Respectfully, you are failing to appreciate the full scope of the problem. It doesn't matter what Tailscale do with the data. The log contents don't matter at all, only the fact that a network connection was made. Every network connection you make creates metadata about you, and the Internet itself — the path between me and Tailscale's logging endpoint — is always listening.
Think what conclusions can be drawn about a person's behavior from a log of their network connections. Encryption doesn't matter, because we're just talking about metadata; each connection's timestamp, source, destination, and port. Think about the way each additional thing-which-makes-network-requests increases the surveillance value of all the others.
Straight away, many people's NTP client tells the network what OS they use: `time.windows.com`? Probably a Windows user. `time.apple.com`? Probably Mac or iOS. `time.google.com`? You get the idea. Yeah, anyone can configure an NTP client to use any of those hosts, but the vast vast majority of people are taking the default and probably don't even know what NTP is.

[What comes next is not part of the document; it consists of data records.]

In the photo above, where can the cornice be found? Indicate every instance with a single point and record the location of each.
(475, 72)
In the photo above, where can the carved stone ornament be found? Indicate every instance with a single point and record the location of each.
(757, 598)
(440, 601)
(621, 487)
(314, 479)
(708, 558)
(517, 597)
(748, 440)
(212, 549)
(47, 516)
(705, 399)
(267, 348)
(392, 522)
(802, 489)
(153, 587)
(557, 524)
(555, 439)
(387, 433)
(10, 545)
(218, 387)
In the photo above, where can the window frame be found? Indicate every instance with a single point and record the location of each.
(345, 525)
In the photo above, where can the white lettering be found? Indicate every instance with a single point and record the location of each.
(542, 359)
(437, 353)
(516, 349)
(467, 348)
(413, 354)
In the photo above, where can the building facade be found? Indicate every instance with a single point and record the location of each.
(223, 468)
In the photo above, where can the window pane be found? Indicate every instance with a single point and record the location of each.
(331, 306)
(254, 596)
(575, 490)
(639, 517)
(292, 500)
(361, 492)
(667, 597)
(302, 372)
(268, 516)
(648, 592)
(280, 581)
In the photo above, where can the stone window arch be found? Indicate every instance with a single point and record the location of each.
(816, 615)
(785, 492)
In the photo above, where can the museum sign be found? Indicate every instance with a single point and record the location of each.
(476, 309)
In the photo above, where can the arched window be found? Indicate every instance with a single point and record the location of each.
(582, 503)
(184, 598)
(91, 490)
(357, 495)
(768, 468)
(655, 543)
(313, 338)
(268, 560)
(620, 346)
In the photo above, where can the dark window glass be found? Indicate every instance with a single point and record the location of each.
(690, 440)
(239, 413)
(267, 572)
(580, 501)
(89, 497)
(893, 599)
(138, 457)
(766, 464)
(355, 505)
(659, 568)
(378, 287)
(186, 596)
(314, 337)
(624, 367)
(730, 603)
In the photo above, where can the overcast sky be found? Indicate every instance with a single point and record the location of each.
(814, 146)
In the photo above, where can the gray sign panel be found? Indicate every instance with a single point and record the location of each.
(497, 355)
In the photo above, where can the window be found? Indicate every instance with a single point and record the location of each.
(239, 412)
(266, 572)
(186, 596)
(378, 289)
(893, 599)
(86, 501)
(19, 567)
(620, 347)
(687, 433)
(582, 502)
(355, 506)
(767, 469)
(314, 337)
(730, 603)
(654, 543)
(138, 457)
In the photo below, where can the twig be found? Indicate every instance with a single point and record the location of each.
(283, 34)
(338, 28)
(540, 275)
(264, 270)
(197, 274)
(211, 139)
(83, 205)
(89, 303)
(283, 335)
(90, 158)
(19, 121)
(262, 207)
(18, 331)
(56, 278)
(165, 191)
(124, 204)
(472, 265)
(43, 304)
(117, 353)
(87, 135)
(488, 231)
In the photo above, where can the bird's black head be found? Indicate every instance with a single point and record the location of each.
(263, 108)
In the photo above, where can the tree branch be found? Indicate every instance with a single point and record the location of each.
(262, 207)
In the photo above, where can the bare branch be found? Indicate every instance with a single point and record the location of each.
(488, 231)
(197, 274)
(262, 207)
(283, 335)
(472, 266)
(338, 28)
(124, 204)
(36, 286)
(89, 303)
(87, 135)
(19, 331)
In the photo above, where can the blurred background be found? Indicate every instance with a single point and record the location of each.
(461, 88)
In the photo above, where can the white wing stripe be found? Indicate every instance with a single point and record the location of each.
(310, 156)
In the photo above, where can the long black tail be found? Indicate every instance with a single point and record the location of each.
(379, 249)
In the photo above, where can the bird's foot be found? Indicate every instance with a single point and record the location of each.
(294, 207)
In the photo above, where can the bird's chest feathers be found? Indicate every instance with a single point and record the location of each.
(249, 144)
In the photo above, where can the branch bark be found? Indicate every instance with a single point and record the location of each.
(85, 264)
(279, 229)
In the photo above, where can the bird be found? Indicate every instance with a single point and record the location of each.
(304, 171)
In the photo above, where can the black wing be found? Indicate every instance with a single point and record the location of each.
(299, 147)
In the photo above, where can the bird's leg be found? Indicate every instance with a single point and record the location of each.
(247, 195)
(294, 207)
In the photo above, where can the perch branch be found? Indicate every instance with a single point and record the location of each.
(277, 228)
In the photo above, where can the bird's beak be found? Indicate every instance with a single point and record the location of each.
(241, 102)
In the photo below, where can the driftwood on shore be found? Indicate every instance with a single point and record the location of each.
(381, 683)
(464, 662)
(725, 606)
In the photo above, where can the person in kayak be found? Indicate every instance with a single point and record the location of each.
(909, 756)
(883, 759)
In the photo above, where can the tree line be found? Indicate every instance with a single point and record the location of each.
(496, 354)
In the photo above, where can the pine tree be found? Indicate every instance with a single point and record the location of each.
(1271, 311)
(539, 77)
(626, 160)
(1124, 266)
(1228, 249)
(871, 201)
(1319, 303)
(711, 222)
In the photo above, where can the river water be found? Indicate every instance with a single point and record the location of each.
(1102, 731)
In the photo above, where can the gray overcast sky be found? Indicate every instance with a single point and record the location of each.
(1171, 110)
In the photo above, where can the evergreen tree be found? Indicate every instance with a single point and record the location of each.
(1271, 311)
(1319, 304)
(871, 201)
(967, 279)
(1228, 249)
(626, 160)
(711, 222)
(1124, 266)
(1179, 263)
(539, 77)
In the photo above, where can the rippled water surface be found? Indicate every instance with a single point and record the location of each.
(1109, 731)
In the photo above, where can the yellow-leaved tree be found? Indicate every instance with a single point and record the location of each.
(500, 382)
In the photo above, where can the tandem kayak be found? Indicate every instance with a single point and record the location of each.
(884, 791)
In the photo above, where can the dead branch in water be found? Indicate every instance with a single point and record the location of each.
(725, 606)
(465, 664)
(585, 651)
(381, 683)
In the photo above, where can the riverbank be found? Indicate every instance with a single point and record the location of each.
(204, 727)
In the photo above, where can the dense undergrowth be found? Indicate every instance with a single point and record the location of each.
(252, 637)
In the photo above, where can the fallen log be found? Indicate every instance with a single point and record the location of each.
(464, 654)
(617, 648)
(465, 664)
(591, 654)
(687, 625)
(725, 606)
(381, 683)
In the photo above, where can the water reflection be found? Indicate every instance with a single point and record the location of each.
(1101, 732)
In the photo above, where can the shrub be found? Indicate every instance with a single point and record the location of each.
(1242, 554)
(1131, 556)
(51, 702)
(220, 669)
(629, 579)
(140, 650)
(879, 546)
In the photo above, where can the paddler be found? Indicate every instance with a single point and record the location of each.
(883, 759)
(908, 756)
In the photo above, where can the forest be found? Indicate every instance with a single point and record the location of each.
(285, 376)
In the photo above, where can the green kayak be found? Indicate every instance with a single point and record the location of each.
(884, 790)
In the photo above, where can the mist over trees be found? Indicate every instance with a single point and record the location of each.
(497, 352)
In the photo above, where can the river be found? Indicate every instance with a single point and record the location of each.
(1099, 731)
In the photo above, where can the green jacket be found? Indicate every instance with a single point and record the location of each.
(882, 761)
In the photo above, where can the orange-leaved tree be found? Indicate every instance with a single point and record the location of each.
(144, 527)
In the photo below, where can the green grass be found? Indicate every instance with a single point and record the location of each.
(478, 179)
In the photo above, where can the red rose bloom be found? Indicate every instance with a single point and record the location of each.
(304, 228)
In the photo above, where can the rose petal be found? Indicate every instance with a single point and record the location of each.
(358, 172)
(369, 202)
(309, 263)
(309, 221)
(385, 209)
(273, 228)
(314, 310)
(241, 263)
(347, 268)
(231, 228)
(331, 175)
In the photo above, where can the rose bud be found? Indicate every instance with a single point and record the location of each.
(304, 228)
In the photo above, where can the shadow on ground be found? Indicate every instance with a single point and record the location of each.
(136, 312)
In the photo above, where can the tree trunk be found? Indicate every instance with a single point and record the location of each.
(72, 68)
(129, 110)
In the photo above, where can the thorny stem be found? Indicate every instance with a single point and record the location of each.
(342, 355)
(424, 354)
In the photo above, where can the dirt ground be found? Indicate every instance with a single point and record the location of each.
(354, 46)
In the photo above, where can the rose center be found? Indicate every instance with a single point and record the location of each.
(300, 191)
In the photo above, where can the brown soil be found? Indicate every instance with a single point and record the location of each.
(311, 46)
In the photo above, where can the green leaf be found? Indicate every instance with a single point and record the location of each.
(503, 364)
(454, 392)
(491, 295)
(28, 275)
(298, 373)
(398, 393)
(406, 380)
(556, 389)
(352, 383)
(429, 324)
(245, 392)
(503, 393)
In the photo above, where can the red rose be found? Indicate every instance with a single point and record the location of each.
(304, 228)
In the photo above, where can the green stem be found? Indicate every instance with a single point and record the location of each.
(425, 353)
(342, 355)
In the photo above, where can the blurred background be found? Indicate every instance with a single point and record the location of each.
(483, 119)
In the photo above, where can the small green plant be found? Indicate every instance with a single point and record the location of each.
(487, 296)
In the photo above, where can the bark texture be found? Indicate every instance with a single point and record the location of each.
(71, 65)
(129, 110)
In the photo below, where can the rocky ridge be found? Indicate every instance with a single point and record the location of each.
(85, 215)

Add a metadata point: somebody makes a connection to one of the well-known Wi-Fi captive portal detection hosts around 4PM on a weekday? Maybe somebody just got home from school. Captive portal detection at 6PM on a weekday? Maybe somebody just got home from work. Your machines are all doing this any time they reconnect to a saved Wi-Fi network: https://en.wikipedia.org/wiki/Captive_portal#Detection
Add a metadata point: somebody makes a network connection to their OS's default weather-widget API right after the captive-portal test, and then another weather-API connection exactly $(DEFAULT_INTERVAL} minutes later? That person who got home is probably still home.
Anyway, you get the point that this stuff adds up! The problem with Tailscale is that its default behavior exposes metadata about entire additional classes of traffic in addition to all the examples I just mentioned that my devices were already leaking. Tailscale would have me start telling the Internet “hey I'm here and doin' stuff!” every time I read or write any file on my NAS, every time I use Steam Link remote play over LAN, every time I SSH or RDP into any of my other machines.
The free “Personal” tier is limited to only 3 users but 100 devices, so it's normal and expected to set it up the client on any and every computer you own: https://tailscale.com/kb/1154/free-plans-discounts#personal-...
My behavior would be exposed to every layer of service provider along the way: my ISP, my ISP's ISPs, the cloud provider Tailscale use to host their surveillance endpoint, Tailscale themselves if they so choose, whatever creepy secret spy implants we're not allowed to know about. No thanks! If you want to be private, you must be silent.
> My behavior would be exposed to every layer of service provider along the way: my ISP, my ISP's ISPs, the cloud provider Tailscale use to host their surveillance endpoint,
Maybe I'm missing something here but I'd guess that data is encrypted and not a free for all of open data that any old ISP could snoop on. If not that'd be a serious issue.
Not to say that you don't have some good points. Even just the pattern and timings of that data being sent could be exploited. Also TS would still have that full data.
Though I'd have to study the details. Do they aggregate and then send it at regular intervals, etc? In the end would it be that much worse than what Apple, Google, Microsoft collect?